Brüsseler Gericht entscheidet: AstraZeneca muss 50 Millionen Impfstoffe an die EU liefern

Der Impfstoffhersteller AstraZeneca muss bis Ende September 50 Millionen Dosen des Corona-Impfstoffs in die Europäische Union liefern. Das hat ein Brüsseler Gericht entschieden. Tut das Pharmaunternehmen dies nicht, muss es eine Strafe von 10 Euro pro Dosis zahlen. Sowohl AstraZeneca als auch die EU scheinen mit dem Urteil einverstanden zu sein, obwohl die EU nicht die von ihr geforderte Anzahl von Impfstoffen erhalten wird.

Die Europäische Kommission hatte Ende April gegen AstraZeneca geklagt, nachdem das Unternehmen angekündigt hatte, deutlich weniger Corona-Vakzine zu liefern.
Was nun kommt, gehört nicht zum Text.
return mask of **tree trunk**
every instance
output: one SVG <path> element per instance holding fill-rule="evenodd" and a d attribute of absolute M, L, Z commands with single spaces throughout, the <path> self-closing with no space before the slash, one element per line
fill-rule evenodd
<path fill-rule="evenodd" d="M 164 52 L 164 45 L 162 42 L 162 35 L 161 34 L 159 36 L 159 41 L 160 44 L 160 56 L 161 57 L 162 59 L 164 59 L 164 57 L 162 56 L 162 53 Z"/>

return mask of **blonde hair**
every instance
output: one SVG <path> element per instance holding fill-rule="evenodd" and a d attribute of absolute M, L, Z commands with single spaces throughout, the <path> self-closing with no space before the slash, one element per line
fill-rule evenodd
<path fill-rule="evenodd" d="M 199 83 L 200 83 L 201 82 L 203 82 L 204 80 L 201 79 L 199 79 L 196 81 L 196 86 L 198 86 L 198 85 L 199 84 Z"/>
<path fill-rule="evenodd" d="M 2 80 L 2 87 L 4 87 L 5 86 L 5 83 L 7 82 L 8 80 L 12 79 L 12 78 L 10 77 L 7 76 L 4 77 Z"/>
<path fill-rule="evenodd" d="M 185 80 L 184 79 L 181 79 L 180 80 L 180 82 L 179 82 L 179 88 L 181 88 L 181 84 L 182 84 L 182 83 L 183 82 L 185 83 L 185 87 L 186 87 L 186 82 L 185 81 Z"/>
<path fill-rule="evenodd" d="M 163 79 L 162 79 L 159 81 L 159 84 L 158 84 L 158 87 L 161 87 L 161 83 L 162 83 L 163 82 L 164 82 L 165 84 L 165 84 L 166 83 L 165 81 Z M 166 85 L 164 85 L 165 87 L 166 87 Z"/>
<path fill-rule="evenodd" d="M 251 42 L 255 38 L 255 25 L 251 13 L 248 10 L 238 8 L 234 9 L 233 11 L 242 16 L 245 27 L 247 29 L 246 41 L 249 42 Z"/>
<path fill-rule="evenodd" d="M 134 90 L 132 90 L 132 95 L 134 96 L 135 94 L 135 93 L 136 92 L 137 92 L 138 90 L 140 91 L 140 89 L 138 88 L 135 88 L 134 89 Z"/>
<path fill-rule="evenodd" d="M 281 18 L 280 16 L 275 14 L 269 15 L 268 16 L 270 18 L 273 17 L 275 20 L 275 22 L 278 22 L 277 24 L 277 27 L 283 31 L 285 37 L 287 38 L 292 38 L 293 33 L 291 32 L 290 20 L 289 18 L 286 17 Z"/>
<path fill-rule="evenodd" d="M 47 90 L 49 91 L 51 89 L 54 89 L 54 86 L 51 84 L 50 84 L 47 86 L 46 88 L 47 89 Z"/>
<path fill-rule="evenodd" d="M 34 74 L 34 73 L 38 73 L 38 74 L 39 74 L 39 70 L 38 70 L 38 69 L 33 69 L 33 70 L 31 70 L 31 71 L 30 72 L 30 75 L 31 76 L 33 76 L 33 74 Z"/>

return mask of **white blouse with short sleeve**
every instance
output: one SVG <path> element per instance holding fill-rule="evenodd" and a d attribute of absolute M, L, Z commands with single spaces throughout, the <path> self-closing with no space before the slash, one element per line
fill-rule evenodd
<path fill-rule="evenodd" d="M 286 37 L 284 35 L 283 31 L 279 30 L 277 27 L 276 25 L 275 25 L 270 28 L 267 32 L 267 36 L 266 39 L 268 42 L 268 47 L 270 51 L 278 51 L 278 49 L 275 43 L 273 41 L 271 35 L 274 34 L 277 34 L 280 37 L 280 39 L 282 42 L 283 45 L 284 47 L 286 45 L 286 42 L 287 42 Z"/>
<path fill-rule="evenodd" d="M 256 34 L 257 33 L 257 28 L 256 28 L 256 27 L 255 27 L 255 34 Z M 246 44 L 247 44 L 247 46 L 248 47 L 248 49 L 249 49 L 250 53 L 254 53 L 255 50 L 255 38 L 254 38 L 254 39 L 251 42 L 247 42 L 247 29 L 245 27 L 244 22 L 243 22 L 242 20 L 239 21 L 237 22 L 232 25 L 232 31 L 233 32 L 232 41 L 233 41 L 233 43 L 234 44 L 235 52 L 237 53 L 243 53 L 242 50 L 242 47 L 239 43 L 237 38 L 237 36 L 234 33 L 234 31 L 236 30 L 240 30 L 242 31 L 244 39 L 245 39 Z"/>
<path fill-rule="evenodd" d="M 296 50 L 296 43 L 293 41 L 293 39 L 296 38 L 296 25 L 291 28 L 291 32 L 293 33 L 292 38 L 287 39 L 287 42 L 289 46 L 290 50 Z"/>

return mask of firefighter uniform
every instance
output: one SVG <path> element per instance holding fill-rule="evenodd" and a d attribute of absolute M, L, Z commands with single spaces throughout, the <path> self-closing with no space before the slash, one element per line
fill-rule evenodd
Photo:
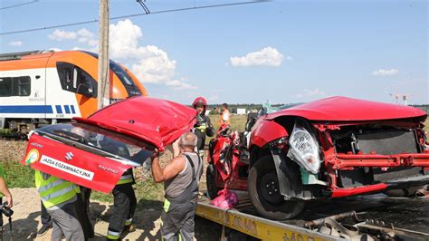
<path fill-rule="evenodd" d="M 67 240 L 84 240 L 75 207 L 79 186 L 40 170 L 34 172 L 34 179 L 42 202 L 52 217 L 52 239 L 61 240 L 64 235 Z"/>
<path fill-rule="evenodd" d="M 203 162 L 196 153 L 185 152 L 182 155 L 187 162 L 185 170 L 165 182 L 166 200 L 161 211 L 161 235 L 162 239 L 167 241 L 190 241 L 194 238 L 194 217 Z M 180 186 L 180 190 L 176 186 Z"/>
<path fill-rule="evenodd" d="M 132 185 L 135 183 L 132 169 L 124 172 L 112 190 L 113 214 L 109 221 L 107 238 L 118 240 L 124 229 L 130 228 L 137 199 Z M 125 227 L 125 228 L 124 228 Z"/>
<path fill-rule="evenodd" d="M 231 113 L 229 112 L 229 111 L 224 110 L 224 112 L 222 112 L 222 114 L 219 116 L 219 122 L 218 122 L 219 127 L 224 124 L 229 126 L 231 124 L 230 117 L 231 117 Z"/>

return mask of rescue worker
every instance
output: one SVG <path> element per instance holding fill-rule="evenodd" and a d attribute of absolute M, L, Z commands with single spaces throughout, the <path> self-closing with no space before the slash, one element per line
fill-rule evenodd
<path fill-rule="evenodd" d="M 157 152 L 152 157 L 155 182 L 164 182 L 166 199 L 161 211 L 163 240 L 193 240 L 198 183 L 203 161 L 195 152 L 197 137 L 188 131 L 173 144 L 173 159 L 161 169 Z"/>
<path fill-rule="evenodd" d="M 84 240 L 83 230 L 76 212 L 79 186 L 43 173 L 34 172 L 35 187 L 42 202 L 52 218 L 52 240 Z"/>
<path fill-rule="evenodd" d="M 213 137 L 214 135 L 214 129 L 213 128 L 210 118 L 205 115 L 205 110 L 207 108 L 207 101 L 203 97 L 197 97 L 192 103 L 194 109 L 198 111 L 196 116 L 196 123 L 194 125 L 194 133 L 198 138 L 196 148 L 203 159 L 204 147 L 205 144 L 205 135 Z"/>
<path fill-rule="evenodd" d="M 223 103 L 222 104 L 222 111 L 219 111 L 219 128 L 222 126 L 222 125 L 227 125 L 229 126 L 230 125 L 230 116 L 231 116 L 231 113 L 229 112 L 229 110 L 228 110 L 228 104 L 227 103 Z"/>
<path fill-rule="evenodd" d="M 3 170 L 3 167 L 0 166 L 0 202 L 3 204 L 3 197 L 6 198 L 7 207 L 12 207 L 14 206 L 14 202 L 12 200 L 12 194 L 7 188 L 7 185 L 5 182 L 5 171 Z M 0 213 L 0 240 L 3 240 L 3 213 Z"/>
<path fill-rule="evenodd" d="M 111 139 L 100 142 L 104 150 L 121 157 L 129 157 L 127 147 Z M 109 220 L 107 239 L 118 240 L 124 232 L 133 232 L 136 227 L 132 218 L 136 211 L 137 198 L 132 185 L 135 184 L 132 169 L 126 170 L 112 190 L 113 214 Z"/>
<path fill-rule="evenodd" d="M 91 140 L 90 133 L 86 130 L 79 126 L 74 126 L 71 130 L 71 132 L 80 135 L 86 140 Z M 94 145 L 91 142 L 89 142 L 88 144 Z M 78 215 L 78 219 L 83 230 L 83 235 L 85 236 L 85 240 L 88 240 L 88 238 L 91 238 L 94 236 L 94 228 L 90 221 L 90 198 L 91 189 L 83 186 L 79 186 L 79 189 L 80 193 L 78 194 L 78 200 L 76 205 L 76 207 L 78 207 L 79 208 L 77 208 L 76 211 Z M 43 210 L 42 210 L 42 220 L 43 221 Z"/>

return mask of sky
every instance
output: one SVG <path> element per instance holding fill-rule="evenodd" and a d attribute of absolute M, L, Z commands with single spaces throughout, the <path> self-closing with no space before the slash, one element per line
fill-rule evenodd
<path fill-rule="evenodd" d="M 246 1 L 246 0 L 243 0 Z M 0 33 L 98 18 L 99 1 L 0 0 Z M 290 103 L 348 96 L 429 103 L 428 2 L 272 1 L 156 14 L 234 0 L 151 1 L 110 20 L 110 58 L 149 95 L 189 104 Z M 110 0 L 110 17 L 144 13 Z M 0 34 L 0 53 L 97 52 L 98 24 Z M 400 97 L 402 98 L 402 97 Z M 400 101 L 401 102 L 402 101 Z"/>

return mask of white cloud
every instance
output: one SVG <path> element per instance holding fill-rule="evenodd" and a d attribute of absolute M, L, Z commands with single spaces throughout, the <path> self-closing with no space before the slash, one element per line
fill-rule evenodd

Bis Ende März hatte die EU etwa 120 Millionen Impfstoffe bei AstraZeneca bestellt und nur etwa 30 Millionen erhalten; bis Ende Juni waren 180 Millionen Impfstoffe versprochen worden, aber dieses Versprechen wurde auf 100 Millionen heruntergeschraubt. Dadurch kamen nationale Impfkampagnen in Bedrängnis. Die EU erstattete Anzeige gegen den britisch-schwedischen Pharmabetrieb. 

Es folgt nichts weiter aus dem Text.